Выбрать главу

Бабушка была поразительно красивой, мне хотелось смотреть на её фото снова и снова. То, что она любит фотографироваться, было видно и по тому, как она позировала, и по тому, где снималась: фото с отдыха, с каких-то мероприятий и…

– Это конкурс красоты что ли?!

– Да, Валюша любила в них участвовать. И себя показать, и что-то новое увидеть…

Прабабушка вздохнула. Она по-прежнему не смотрела в альбомы – только куда-то перед собой.

А между тем на фото сияла бабушка. Было видно, что это её стихия. Вот семья провожает её куда-то: в аэропорту стоят прабабушка с прадедушкой, бабушка с дедушкой и мама – лохматый угловатый подросток, не лишённый, впрочем, обаяния. Прабабушка тоже была хороша собой, хотя на фото ей было уже за пятьдесят – но на фоне бабушки они все казались… обычными. Наверное, дедушка очень гордился красавицей-женой.

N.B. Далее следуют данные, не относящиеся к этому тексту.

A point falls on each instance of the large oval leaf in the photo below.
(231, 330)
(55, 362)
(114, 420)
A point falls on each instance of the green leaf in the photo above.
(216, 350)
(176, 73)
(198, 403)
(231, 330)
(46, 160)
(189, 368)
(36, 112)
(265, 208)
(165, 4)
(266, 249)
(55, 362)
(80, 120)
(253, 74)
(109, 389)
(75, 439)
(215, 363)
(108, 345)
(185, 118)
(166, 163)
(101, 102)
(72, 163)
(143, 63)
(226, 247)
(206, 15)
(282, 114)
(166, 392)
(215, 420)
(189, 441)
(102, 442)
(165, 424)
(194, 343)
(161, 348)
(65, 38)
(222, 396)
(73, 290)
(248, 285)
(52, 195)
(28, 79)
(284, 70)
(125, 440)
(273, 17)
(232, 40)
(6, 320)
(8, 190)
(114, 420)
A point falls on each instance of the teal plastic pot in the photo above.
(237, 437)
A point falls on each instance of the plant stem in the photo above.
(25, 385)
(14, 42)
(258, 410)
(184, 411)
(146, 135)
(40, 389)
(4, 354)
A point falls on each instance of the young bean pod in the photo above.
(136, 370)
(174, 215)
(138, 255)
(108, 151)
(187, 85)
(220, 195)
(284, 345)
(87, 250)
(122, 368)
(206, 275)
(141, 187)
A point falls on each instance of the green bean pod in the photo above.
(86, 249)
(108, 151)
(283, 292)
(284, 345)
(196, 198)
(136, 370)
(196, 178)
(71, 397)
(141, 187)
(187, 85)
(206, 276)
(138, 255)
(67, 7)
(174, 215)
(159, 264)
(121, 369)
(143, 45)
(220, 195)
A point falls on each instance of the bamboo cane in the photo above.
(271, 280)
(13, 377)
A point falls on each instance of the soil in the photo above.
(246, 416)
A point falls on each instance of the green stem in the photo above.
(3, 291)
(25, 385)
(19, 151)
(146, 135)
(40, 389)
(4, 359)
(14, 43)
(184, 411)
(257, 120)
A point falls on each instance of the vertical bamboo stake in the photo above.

Групповое фото, отдельно – бабушка с родителями, отдельно – с дедушкой и мамой и просто с мамой. Последнее фото явно было не постановочным: странный ракурс, выхвативший больше расстроенную маму, держащую бабушку за руки, чем бабушку, стоящую полубоком. На фоне предыдущих это фото казалось каким-то чужеродным, но в то же время очень притягательным. Его эмоции показались мне куда более насыщенными и… искренними?

Куда же летала бабушка? Я с нетерпением перевернула страницу – и остолбенела. В море цветов утопал… закрытый гроб. Зачем вообще такое снимать?!

3.

Среди множества людей в чёрном нелегко было найти маму и прабабушку. Фото было подписано «1988, 19 июля. Валюши не стало». Я вернулась на предыдущую страницу, к последним прижизненным фотографиям бабушки, и попыталась вытащить их, чтобы посмотреть, нет ли подписи на обороте. Фото были приклеены.

– Ба, что случи…

Когда прабабушка успела уйти?! Мне казалось, я всё время краем глаза видела краешек её халата и чувствовала запах корицы. Сердце начало колотить меня изнутри.

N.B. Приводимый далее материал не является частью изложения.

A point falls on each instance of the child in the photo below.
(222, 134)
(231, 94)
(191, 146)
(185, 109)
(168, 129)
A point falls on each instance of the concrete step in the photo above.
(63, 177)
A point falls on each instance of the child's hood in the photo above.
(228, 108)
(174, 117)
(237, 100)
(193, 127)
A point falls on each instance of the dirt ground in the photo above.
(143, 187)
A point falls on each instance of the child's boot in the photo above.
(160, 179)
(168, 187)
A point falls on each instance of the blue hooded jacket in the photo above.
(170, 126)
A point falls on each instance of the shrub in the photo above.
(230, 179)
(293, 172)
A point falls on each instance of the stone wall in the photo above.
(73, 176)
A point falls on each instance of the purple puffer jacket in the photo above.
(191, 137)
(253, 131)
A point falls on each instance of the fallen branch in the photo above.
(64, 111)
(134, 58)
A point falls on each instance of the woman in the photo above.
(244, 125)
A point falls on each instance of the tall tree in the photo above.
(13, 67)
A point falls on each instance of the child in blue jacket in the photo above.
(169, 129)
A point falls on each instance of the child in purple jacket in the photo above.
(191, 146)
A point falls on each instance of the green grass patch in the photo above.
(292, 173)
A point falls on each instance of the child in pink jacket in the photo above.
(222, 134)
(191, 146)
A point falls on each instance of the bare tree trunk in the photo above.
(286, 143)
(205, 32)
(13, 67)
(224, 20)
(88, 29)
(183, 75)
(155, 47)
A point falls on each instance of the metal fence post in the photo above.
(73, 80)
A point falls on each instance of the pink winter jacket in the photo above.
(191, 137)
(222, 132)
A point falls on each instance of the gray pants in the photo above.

Откинув альбом, я бросилась в зал. Бабушка сидела в кресле, откинувшись на спинку. «Инфаркт!» – промелькнуло у меня, пока я набирала номер скорой.

Пока врачи осматривали бабушку, я ругала себя на чём свет стоит, поэтому приехавший вскоре после врачей папа застал меня в истерическом состоянии.

– Это всё я виновата, – повторяла я сквозь слёзы. – Не надо было доставать эти чёртовы альбомы!

Папа как мог пытался меня успокоить, но потом попросил врачей – и мне сделали укол. Он подействовал не сразу, поэтому я уснула, так и не перестав плакать.

Часть 3. Теперь у меня есть дедушка

1.

Из больницы прабабушка не вернулась. Мама на похороны не прилетела, зато неожиданно объявился мой дедушка. О нём, как и обо всём, что касалось маминого детства, я тоже ничего не знала. Даже то, что он жив, стало для меня новостью.

Но всё это я осознала уже потом, через несколько месяцев. Ни похорон, ни всего последующего я не запомнила просто потому, что была в каком-то полубезумном состоянии. Чувство вины снедало меня, не давая покоя ни днём ни ночью, поэтому папе пришлось определить меня в больницу. Точнее, так решила мама, и она же выбрала врачей. Она так ничего не сказала и не написала – видимо, решила, что для участия в жизни нашей «семьи» ей достаточно переводить папе деньги.

Помимо чувства вины, грызущего меня наяву, не было мне покоя и ночью. Мне часто снился один и тот же сон: неясные фигуры, бредущие среди странных деревьев то ли в полутьме, то ли в каком-то коричневатом тумане; какие-то помещения, похожие на ожившие фото из альбома, и голоса.

Одни твердили мне, что я человек без предков, что я убила прабабушку, а другие… Другие шептали о том, что всё можно изменить, надо только… На этом моменте я всегда просыпалась.

Как-то я попыталась рассказать о снах врачу, но он сказал, что это влияние таблеток. Больше я ни с кем не делилась видениями. А потом и вовсе пришла к мысли, что Николай Константинович был прав: это всё от таблеток – ведь сны потихоньку отступали. По крайней мере, я перестала помнить о том, что мне снилось, и больше не просыпалась среди ночи.